But why was hyssop joined with the wool? Because in his kingdom the days in which we shall be saved will be evil and polluted, [and] because he who suffers in body is cured through the cleansing efficacy of hyssop. And on this account the things which stand thus are clear to us, but obscure to them because they did not hear the voice of the Lord.
“Now what do you suppose this to be a type of, that a command was given to Israel, that men of the greatest wickedness should offer a heifer, and slay and burn it, and that then boys should take the ashes, and put these into vessels, and bind round a stick purple wool along with hyssop; and that thus the boys should sprinkle the people one by one, in order that they might be purified from their sins?”
The ‘Letter of Barnabas,’ chapter 8
Anyone familiar with the passage about the red heifer will find the foregoing passage bizarre. It says nothing about “men of the greatest wickedness” offering the heifer, nor does it say a word about boys taking the heifer’s ashes and sprinkling the people.
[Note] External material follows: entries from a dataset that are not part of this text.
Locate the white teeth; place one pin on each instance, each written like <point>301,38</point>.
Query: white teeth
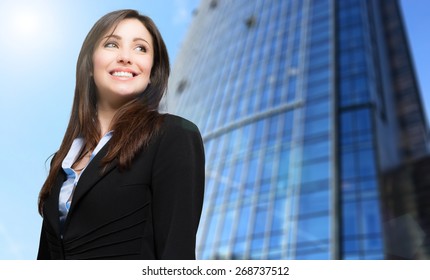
<point>122,74</point>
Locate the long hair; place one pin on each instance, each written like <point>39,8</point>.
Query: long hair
<point>135,123</point>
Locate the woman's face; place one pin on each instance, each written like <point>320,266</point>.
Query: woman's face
<point>122,63</point>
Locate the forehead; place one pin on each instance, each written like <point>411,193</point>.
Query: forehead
<point>130,28</point>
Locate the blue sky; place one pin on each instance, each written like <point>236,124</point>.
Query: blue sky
<point>40,41</point>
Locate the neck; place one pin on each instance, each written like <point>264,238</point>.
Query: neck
<point>105,115</point>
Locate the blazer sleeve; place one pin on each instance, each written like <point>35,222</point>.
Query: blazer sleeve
<point>178,187</point>
<point>43,252</point>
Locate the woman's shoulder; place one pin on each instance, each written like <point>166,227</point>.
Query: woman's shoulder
<point>178,124</point>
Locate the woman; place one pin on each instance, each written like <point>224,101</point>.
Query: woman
<point>127,182</point>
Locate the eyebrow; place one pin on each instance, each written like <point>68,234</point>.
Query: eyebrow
<point>119,38</point>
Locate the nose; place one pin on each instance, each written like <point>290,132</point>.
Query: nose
<point>124,58</point>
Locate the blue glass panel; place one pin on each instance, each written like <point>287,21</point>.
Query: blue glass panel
<point>370,218</point>
<point>351,245</point>
<point>260,218</point>
<point>313,202</point>
<point>313,229</point>
<point>366,163</point>
<point>316,127</point>
<point>227,225</point>
<point>315,171</point>
<point>243,221</point>
<point>316,150</point>
<point>349,219</point>
<point>211,230</point>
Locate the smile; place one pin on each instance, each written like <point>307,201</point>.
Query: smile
<point>123,74</point>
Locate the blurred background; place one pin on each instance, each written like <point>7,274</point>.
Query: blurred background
<point>315,116</point>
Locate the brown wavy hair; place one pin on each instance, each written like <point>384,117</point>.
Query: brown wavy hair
<point>135,123</point>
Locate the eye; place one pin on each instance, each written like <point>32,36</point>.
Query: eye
<point>110,45</point>
<point>141,48</point>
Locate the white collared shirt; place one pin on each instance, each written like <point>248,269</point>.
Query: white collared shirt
<point>68,187</point>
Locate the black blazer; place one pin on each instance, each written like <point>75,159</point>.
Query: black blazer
<point>150,211</point>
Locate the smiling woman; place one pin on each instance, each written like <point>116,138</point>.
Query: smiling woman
<point>127,181</point>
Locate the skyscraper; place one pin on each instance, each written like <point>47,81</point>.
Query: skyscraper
<point>303,106</point>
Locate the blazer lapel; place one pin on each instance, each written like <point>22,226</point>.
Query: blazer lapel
<point>52,212</point>
<point>90,176</point>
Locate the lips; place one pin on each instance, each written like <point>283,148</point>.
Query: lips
<point>121,73</point>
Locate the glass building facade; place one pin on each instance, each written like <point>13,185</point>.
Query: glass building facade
<point>303,105</point>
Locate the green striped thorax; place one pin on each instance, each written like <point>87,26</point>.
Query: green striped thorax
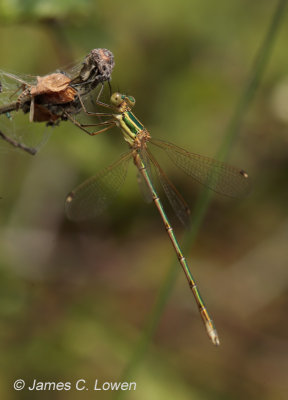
<point>125,119</point>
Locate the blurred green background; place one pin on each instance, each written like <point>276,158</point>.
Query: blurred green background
<point>75,298</point>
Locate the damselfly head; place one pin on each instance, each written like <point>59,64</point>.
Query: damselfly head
<point>118,99</point>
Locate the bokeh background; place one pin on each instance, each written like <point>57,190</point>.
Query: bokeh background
<point>96,300</point>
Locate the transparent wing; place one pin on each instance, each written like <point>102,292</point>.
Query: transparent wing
<point>91,197</point>
<point>176,200</point>
<point>217,175</point>
<point>141,182</point>
<point>11,85</point>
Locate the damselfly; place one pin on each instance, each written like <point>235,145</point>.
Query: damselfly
<point>90,197</point>
<point>53,97</point>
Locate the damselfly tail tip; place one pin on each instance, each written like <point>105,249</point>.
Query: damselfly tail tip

The placing of the wool on the wood is presumably a reference to Numbers 19:6 (where ‘wood’ = cedar wood, and ‘wool’ = scarlet yarn), but the writer of the ‘Letter of Barnabas’ makes probably more of it than is actually there.
We have similarly odd use of the Old Testament in chapter 7 (see here), which uses Leviticus chapter 16 as its base text.
Again, in another passage the ‘Letter of Barnabas’ quotes from another ‘scripture,’ thus:
In like manner he [God] points to the cross of Christ in another prophet, who says, “And when shall these things be accomplished? And the Lord says, ‘When a tree shall be bent down and again arise, and when blood shall flow out of wood.’” Here again you have an intimation of the cross, and of him who should be crucified.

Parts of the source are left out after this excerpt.